Panza de burro es una obra de arte que arranca de la luz dubitativa de la tierra (y del cielo) de los altos de Icod, donde dos adolescentes desarrollan a la vez los verbos del amor y el desdén. Es una novela en la que entras tan de inmediato, y tan de veras, que resulta imposible que su historia no sea en algún momento muy temprano tu propio espejo de las distintas pasiones, desdenes o elucubraciones de la edad de los descubrimientos. Escrita con la pasión de ruptura de aquellos dos canarios que cité al principio, que también la emparenta con el Ulises de Joyce (¡o con su Finnegans Wake!) o con los monólogos (escritos en cubano) de los Tres tristes tigres de Guillermo Cabrera Infante, la novela araña la tierra a puñados. Y no sólo desde el punto de vista del lenguaje, que está trasladado tal como se oye donde la autora lo escuchó decir, sino porque su entraña es de la tierra misma de la literatura. Se inscribe en un sitio muy preciso, casi una calle, de un barrio determinado, pero como pasa con Aracataca o como sucede con Comala, de esa porción de universo se deduce el mundo entero. La edición (de Barrett) ha sido cuidada por una madrina extraordinaria, la también escritora Sabina Urraca. Su entusiasmo en la presentación editorial de la novela se añade a las buenas noticias literarias que estamos glosando, pues no es común exhibir ante otros la alegría de haber leído a alguien que hace lo mismo que tú. Esa lectura la comparte ya muchísima gente, pues la novela va por su quinta edición en muy poco tiempo.

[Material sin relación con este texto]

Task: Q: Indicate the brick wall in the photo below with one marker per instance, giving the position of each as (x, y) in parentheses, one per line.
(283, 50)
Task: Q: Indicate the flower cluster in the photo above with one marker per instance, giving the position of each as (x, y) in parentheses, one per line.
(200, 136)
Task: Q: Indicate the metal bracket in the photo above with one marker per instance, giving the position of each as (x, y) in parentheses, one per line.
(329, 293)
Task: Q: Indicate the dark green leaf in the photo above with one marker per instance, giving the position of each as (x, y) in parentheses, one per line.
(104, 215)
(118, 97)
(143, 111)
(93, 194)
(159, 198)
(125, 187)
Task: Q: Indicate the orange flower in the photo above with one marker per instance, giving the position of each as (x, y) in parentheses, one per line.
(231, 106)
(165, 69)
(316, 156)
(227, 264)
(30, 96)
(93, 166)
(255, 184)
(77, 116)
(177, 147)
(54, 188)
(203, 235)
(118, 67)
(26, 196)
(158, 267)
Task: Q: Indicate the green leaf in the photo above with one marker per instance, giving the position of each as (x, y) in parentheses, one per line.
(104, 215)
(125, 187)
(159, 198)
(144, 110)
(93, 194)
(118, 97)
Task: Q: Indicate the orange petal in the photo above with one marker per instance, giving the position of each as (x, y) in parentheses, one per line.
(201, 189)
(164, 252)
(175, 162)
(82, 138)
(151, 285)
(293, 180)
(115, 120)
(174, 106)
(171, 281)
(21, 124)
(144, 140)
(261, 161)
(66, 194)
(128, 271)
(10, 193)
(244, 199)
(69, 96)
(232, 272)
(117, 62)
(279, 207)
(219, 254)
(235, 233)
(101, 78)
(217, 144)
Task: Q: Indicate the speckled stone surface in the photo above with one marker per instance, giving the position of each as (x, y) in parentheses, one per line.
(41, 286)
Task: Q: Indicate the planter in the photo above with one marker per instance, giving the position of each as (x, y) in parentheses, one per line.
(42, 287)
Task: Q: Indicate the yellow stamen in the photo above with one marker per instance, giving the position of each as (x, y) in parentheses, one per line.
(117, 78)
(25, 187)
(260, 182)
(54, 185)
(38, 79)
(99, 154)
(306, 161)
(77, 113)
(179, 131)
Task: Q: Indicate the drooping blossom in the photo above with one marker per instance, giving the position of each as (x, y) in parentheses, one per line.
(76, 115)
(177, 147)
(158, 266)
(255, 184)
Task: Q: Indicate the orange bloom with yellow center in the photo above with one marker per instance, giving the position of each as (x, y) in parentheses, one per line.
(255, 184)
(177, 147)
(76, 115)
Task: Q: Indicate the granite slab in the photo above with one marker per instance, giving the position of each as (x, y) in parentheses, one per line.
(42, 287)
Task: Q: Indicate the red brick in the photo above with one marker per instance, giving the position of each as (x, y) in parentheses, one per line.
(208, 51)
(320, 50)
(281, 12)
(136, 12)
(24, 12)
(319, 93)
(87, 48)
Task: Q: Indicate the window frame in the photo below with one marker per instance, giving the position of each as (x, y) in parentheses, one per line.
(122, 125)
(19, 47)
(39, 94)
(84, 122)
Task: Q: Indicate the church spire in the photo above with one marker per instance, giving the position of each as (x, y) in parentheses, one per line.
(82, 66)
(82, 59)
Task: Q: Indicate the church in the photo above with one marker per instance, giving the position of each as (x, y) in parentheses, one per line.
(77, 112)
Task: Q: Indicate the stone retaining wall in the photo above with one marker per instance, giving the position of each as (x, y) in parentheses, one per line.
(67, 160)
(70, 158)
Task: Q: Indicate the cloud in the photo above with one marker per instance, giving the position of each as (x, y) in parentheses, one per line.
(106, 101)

Las zonas comunes es el otro estampido estético que la literatura hecha en este territorio disfruta desde este complicadísimo verano. Ocurre en cualquier escenario, en el de la memoria, en el de la imaginación o de la mente, pero tiene que ver con las pasiones, hallazgos o pérdidas, de cada uno de nosotros; no hay una zona común de nuestras ambiciones defraudadas o de nuestros padecimientos que no haya sido tocada, con la delicadeza determinante y decisiva a la que obliga la literatura, por Nicolás Dorta. Es, como dice el propio autor, una obra que trata de la soledad. Por tanto, del dolor, del silencio; cada uno de los relatos de que consta tiene dentro de sí, también, una crónica del miedo a vivir, la constancia de que el final está también en la propia ambición de seguir. Aunque, como en el caso de Panza de burro, haya detrás del autor lecturas diversas, pero muy determinadas por el gusto propio, lo que sobresale es una voz precisa, exigente, de alguien que no sólo se toma en serio el oficio de escribir sino, sobre todo, el delicado oficio de vivir. Pero si sólo fuera este último su impulso, el libro sería un telegrama o una carta, pero es una obra de arte porque esa fuerza con la que aborda la soledad tiene el verbo, la potencia, de un creador formidable, cuya impronta literaria se basa en su decisión de hacer del oficio de contar la vida. Los cinco relatos (¿autobiográficos? El autor cree que toda escritura es autobiográfica) que componen Las zonas comunes tienen el aval de la editorial Franz. Ya conoce una segunda edición.

Los dos libros tendrán suerte, sus autores tienen enorme porvenir. Da gusto dar la bienvenida al porvenir.